Bcl-2 Recombinant Mouse Monoclonal Antibody [9F3-R]

Western blot analysis of Bcl-2 on different lysates with Mouse anti-Bcl-2 antibody (HA601256) at 1/1,000 dilution.

Lane 1: THP-1 cell lysate
Lane 2: HL-60 cell lysate

Lysates/proteins at 20 µg/Lane.

Predicted band size: 26 kDa
Observed band size: 26 kDa

Exposure time: 1 minute 40 seconds;

4-20% SDS-PAGE gel.

Proteins were transferred to a PVDF membrane and blocked with 5% NFDM/TBST for 1 hour at room temperature. The primary antibody (HA601256) at 1/1,000 dilution was used in 5% NFDM/TBST at 4℃ overnight. Goat Anti-Mouse IgG - HRP Secondary Antibody (HA1006) at 1/50,000 dilution was used for 1 hour at room temperature.

Immunohistochemical analysis of paraffin-embedded human tonsil tissue with Mouse anti-Bcl-2 antibody (HA601256) at 1/500 dilution.

The section was pre-treated using heat mediated antigen retrieval with Tris-EDTA buffer (pH 9.0) for 20 minutes. The tissues were blocked in 1% BSA for 20 minutes at room temperature, washed with ddH₂O and PBS, and then probed with the primary antibody (HA601256) at 1/500 dilution for 1 hour at room temperature. The detection was performed using an HRP conjugated compact polymer system. DAB was used as the chromogen. Tissues were counterstained with hematoxylin and mounted with DPX.

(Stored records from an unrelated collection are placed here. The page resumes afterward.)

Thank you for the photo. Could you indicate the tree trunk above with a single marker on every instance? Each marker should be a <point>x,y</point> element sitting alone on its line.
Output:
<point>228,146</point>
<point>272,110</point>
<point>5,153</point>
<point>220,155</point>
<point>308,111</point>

Immunohistochemical analysis of paraffin-embedded human b-cell lymphoma tissue with Mouse anti-Bcl-2 antibody (HA601256) at 1/500 dilution.

The section was pre-treated using heat mediated antigen retrieval with Tris-EDTA buffer (pH 9.0) for 20 minutes. The tissues were blocked in 1% BSA for 20 minutes at room temperature, washed with ddH₂O and PBS, and then probed with the primary antibody (HA601256) at 1/500 dilution for 1 hour at room temperature. The detection was performed using an HRP conjugated compact polymer system. DAB was used as the chromogen. Tissues were counterstained with hematoxylin and mounted with DPX.

Flow cytometric analysis of THP-1 cells labeling Bcl-2.

Cells were fixed and permeabilized. Then stained with the primary antibody (HA601256, 1μg/mL) (red) compared with Mouse IgG1 Isotype Control (green). After incubation of the primary antibody at +4℃ for an hour, the cells were stained with a iFluor™ 488 conjugate-Goat anti-Mouse IgG Secondary antibody (HA1125) at 1/1,000 dilution for 30 minutes at +4℃. Unlabelled sample was used as a control (cells without incubation with primary antibody; black).